One final point of debate and then I'll leave you to the recipe: to peel or not peel the chickpeas?
Honestly, I never do because
I'm lazy I'm impatient I'm always short on time. And nobody has ever complained about the texture of my homemade hummus. I have a fairly high-powered food processor which purees it smooth enough to please our palates.
However, if you are intent on achieving the silkiest, most luxurious of hummus textures, you may certainly peel your chickpeas before blending them. That's right...every single one of them. Individually.
It doesn't actually take as long as it sounds and it's pretty straightforward. Just pinch each chickpea and the skin should pop and slip right off. Discard the skins and proceed with the recipe as directed for amazingly smooth hummus.
But again, if you don't mind a bit of texture, feel free to skip this step. I typically don't peel my chickpeas unless
I'm feeling energetic I'm feeling extra patient I have extra time that day.
Either way, top off your finished Roasted Garlic Hummus with a drizzle of good-quality extra-virgin olive oil. For a bit more color and flavor, you may also sprinkle the dish with some smoked paprika and minced parsley. And that's it!

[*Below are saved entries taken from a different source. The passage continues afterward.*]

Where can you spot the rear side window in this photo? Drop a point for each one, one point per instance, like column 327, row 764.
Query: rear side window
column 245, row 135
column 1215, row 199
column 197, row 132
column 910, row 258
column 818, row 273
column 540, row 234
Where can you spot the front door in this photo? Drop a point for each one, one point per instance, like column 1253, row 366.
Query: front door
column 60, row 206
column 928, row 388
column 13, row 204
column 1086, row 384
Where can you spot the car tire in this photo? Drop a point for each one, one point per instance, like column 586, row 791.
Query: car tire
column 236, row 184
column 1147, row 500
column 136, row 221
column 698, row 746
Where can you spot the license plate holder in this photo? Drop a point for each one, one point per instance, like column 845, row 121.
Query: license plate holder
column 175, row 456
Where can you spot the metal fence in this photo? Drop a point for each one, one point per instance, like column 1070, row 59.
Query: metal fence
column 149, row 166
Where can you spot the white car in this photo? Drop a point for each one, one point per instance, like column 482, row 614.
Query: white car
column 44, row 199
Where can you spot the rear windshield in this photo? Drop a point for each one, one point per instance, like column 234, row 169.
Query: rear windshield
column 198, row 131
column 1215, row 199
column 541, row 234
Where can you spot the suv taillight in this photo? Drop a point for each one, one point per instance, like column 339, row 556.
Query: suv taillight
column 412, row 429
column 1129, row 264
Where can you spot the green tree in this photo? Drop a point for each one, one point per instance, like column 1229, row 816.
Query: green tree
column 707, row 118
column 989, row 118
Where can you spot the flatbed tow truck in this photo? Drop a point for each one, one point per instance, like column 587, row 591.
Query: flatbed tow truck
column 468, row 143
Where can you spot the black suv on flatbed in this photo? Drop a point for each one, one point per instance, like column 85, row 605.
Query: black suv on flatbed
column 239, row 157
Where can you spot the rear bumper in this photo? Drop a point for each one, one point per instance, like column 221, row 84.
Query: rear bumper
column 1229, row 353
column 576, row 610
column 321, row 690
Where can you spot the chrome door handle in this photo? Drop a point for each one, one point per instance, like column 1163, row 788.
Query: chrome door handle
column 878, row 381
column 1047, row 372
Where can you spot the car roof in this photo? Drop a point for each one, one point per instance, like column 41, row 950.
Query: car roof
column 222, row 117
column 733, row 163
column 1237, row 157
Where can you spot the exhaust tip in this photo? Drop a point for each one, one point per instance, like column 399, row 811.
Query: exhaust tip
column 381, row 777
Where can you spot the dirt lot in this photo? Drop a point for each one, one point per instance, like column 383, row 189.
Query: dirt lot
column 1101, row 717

Get ready for a fresh, flavorful snack that's, incidentally, way healthier than reaching for that 7th Cadbury Creme Egg. Not that I know anything about that. 😉
More Yummy Dips
Roasted Garlic Hummus
- 1 large head of garlic
- 1 tablespoon extra-virgin olive oil
- 2 (15-ounce) cans chickpeas/garbanzo beans (about 3 cups total), liquid drained & reserved
- ¼ cup tahini (sesame paste)
- ¼ cup extra-virgin olive oil, plus additional for garnish
- ¼ cup freshly-squeezed lemon juice , from about 2 lemons
- ¾ teaspoon salt, plus additional to taste
- ⅛ to ¼ teaspoon cayenne
- 3 to 4 tablespoons reserved liquid from canned chickpeas, plus additional as needed
- Smoked paprika and minced fresh parsley, for garnish (optional)
- Homemade Pita Wedges, pita chips, crackers, and/or raw vegetable dippers, for serving
- Place the oven rack in the center position and preheat the oven to 400°F. Peel away the outer skin of the head of garlic while leaving all of the cloves intact. Cut a ½-inch slice off the top of the head of garlic so that the cloves are exposed; discard the top. Set the head of garlic on a square of foil, drizzle with 1 tablespoon extra-virgin olive oil, and wrap in the foil. Set on a pan and roast for 40 minutes. Carefully open the top of the foil packet (watch for hot steam!) and use a sharp knife to pierce down into a clove; the garlic should be completely softened and golden brown. If it's not, re-wrap the foil and continue to roast, checking every 5 minutes or so, until garlic is done. Unwrap the garlic and set aside to cool.
- Once the garlic is cool enough to handle, squeeze the resulting garlic paste into the bowl of a high-powered blender or large food processor. Add the drained chickpeas, tahini, olive oil, lemon juice, salt, and cayenne, plus 3 tablespoons of the reserved chickpea liquid. Puree until smooth, adding additional chickpea liquid 1 tablespoon at a time until a desirable consistency is reached. Continue to puree for another minute or two until completely smooth, scraping down the sides as needed and seasoning with additional salt to taste, if necessary. At this point, you may discard any leftover reserved chickpea liquid.
- Transfer the hummus to a serving dish and swirl the surface. Drizzle the top with extra-virgin olive oil and sprinkle with smoked paprika and minced parsley. Serve with pita wedges or chips, crackers, and/or raw vegetable dippers.